Molti programmi dei vari candidati “sindaco” delle città di mare in cui si svolgeranno l’elezioni amministrative di maggio prossimo, sottolineano il “porto” come motore di sviluppo dell’intero territorio. Qualche puntualizzazione potrebbe essere utile, almeno nei due schieramenti politici che hanno generato quel “bipolarismo” tutto italiano.
Forse è stata la “crisi” a portare all’attenzione dei media e dei prossimi candidati a “sindaco” la portualità e tutto l’intorno dell’economia marittima di una città; prima, l’arrivo di una nave in porto era solo l’occasione per gustare una passeggiata “lungo mare” e nientr’altro! Nel frattempo, mentre si passeggiava, i traffici marittimi e portuali sono cambiati, la merce viene trasportata diversamente, sono nati i treni portuali, si è andato e si va verso l’intermodalità, l’integrazione dei sistemi portuali e la logistica è divenuta una industria a tutti gli effetti.
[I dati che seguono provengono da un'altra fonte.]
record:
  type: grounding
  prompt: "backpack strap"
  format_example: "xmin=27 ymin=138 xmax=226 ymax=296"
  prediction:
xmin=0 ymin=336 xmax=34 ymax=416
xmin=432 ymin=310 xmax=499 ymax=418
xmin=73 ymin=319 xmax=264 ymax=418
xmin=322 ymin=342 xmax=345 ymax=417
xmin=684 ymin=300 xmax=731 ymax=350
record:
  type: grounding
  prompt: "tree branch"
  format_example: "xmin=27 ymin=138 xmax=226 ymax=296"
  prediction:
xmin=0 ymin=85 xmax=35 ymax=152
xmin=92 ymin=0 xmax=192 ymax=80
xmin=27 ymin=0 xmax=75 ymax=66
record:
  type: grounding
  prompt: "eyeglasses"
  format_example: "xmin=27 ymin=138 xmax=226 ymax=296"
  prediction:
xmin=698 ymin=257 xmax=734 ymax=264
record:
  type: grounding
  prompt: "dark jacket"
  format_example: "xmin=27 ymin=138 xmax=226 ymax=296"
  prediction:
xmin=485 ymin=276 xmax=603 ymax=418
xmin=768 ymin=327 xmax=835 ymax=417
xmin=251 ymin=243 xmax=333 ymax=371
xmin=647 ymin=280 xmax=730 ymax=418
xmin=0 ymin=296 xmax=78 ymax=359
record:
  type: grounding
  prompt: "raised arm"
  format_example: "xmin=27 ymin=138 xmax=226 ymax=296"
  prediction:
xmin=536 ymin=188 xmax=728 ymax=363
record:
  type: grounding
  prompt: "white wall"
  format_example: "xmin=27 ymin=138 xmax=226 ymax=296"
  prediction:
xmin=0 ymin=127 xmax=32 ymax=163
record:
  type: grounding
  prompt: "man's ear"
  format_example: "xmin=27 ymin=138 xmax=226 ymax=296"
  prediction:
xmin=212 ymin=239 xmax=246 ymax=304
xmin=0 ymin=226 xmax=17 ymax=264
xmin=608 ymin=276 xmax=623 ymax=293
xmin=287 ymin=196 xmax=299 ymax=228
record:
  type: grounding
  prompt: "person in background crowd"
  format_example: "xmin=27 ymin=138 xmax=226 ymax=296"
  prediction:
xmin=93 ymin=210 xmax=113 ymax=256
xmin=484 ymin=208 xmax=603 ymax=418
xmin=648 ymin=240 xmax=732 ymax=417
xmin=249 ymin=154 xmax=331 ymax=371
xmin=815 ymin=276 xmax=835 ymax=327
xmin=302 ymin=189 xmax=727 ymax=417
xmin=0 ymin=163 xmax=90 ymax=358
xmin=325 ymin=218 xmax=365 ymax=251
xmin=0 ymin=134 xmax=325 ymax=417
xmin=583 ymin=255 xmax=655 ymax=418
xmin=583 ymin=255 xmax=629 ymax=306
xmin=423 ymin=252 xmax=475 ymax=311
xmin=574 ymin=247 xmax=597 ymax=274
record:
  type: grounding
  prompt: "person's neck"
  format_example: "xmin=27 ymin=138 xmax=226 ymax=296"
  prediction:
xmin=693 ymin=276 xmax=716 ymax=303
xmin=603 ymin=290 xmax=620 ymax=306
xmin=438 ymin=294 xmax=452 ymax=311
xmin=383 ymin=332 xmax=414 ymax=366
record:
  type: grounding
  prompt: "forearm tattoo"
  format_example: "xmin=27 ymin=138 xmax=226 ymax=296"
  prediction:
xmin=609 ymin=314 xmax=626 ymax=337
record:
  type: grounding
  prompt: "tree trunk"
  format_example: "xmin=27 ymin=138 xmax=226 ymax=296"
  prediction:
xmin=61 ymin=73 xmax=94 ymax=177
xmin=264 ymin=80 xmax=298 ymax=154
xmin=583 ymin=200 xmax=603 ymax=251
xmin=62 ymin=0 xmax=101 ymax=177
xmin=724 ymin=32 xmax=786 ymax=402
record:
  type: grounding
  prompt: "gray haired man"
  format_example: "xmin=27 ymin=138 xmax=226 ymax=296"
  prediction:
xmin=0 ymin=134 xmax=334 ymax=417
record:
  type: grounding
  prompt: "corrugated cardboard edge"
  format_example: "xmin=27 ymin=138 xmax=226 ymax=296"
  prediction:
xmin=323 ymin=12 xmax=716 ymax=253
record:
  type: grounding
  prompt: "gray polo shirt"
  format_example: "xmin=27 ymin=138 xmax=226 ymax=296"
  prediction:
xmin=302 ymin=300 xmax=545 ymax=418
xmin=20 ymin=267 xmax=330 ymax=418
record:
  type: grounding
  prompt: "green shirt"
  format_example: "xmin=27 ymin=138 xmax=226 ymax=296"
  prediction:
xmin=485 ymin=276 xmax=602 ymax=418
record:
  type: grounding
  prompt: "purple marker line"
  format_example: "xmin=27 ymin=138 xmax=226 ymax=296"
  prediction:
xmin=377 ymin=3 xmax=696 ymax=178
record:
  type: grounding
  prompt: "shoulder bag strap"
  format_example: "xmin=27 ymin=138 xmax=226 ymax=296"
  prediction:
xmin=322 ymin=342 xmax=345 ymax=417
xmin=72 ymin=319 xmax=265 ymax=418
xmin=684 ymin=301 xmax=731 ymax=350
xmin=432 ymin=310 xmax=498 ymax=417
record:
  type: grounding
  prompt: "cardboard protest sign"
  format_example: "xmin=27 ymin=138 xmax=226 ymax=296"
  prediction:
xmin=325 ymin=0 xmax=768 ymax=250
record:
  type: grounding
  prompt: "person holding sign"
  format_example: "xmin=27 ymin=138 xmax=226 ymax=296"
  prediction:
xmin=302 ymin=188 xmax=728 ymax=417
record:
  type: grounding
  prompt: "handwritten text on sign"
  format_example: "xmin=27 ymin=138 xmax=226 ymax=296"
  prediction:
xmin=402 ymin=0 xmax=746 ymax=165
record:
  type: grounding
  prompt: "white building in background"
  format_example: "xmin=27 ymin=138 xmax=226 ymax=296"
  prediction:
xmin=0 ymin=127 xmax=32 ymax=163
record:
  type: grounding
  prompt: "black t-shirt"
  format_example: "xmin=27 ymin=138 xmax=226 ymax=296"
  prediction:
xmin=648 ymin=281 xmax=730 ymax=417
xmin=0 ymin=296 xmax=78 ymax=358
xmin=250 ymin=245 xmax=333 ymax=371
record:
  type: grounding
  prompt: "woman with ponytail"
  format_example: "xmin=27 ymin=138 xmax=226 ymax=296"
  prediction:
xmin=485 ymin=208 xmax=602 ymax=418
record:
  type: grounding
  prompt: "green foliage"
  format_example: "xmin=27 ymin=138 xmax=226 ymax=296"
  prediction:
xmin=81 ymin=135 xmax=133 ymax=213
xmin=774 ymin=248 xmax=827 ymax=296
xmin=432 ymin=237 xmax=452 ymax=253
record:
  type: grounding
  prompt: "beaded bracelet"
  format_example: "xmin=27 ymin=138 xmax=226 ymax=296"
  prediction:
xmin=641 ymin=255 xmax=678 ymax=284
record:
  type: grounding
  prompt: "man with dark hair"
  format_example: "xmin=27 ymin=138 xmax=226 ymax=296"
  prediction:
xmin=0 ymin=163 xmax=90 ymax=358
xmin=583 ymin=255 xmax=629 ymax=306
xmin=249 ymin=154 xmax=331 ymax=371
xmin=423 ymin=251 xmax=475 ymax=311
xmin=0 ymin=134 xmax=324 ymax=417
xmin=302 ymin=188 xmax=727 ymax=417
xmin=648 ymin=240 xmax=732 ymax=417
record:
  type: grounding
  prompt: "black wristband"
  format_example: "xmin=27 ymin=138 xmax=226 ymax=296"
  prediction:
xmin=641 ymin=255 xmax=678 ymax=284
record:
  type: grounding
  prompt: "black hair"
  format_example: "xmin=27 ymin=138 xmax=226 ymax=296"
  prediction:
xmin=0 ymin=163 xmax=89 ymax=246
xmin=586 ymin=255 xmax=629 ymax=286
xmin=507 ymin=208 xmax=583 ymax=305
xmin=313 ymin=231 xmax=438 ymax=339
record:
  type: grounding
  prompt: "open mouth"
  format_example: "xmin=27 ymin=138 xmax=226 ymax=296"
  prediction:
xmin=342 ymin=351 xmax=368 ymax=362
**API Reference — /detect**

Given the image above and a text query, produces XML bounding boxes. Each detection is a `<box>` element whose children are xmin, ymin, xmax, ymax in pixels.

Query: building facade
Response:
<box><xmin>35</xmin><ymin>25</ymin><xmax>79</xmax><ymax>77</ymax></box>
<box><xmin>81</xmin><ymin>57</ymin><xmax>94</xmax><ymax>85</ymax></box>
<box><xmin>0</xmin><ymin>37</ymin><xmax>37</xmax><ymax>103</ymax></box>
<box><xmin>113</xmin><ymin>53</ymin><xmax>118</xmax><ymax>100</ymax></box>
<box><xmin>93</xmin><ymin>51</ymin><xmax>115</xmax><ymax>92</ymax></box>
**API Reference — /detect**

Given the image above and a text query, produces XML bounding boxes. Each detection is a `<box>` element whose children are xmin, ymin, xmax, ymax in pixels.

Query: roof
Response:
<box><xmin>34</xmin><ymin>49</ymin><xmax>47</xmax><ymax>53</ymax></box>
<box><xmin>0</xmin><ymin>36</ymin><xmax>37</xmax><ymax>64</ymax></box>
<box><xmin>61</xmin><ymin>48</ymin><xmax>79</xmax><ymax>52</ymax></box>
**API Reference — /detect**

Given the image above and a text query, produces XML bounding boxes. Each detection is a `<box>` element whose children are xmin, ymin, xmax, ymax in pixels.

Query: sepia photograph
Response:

Alcune realtà hanno subito la “demarittimizzazione delle città portuali”, senza nessun valore aggiunto, soggiacendo alla dominazione di una esclusiva funzione portuale, cioè quella di movimentare solo risorse energetiche. Questa riflessione ci porta a considerare che il vero valore aggiunto di una città portuale è l’occupazione indotta generata dal porto e non solo quella relativa alle attività portuali semplici.
Ed allora, i candidati “sindaco” dovrebbero indicare quale “sviluppo del porto” intendono perseguire; quali azioni a breve termine mettere in atto; quali attività economiche e mediazioni politiche per poter attrarre occupazione, soprattutto per le città meridionali che hanno il tasso di disoccupazione a due cifre.
Dal punto di vista tecnico, diciamo che occorre ri-marittimizzare un territorio: cioè essere capaci di creare una rete, anche vasta, di eccellenza (istituzioni, imprese, centri di formazione) che, con un certo piglio speranzoso, metta il porto, con tutte le sue dimensioni geo-economiche, al servizio di un nuovo modo di lavorare (logistica piena) e non pensare al passato, per rimanere nel presente ed aspettare che il futuro ci passeggi verso il “lungo mare”.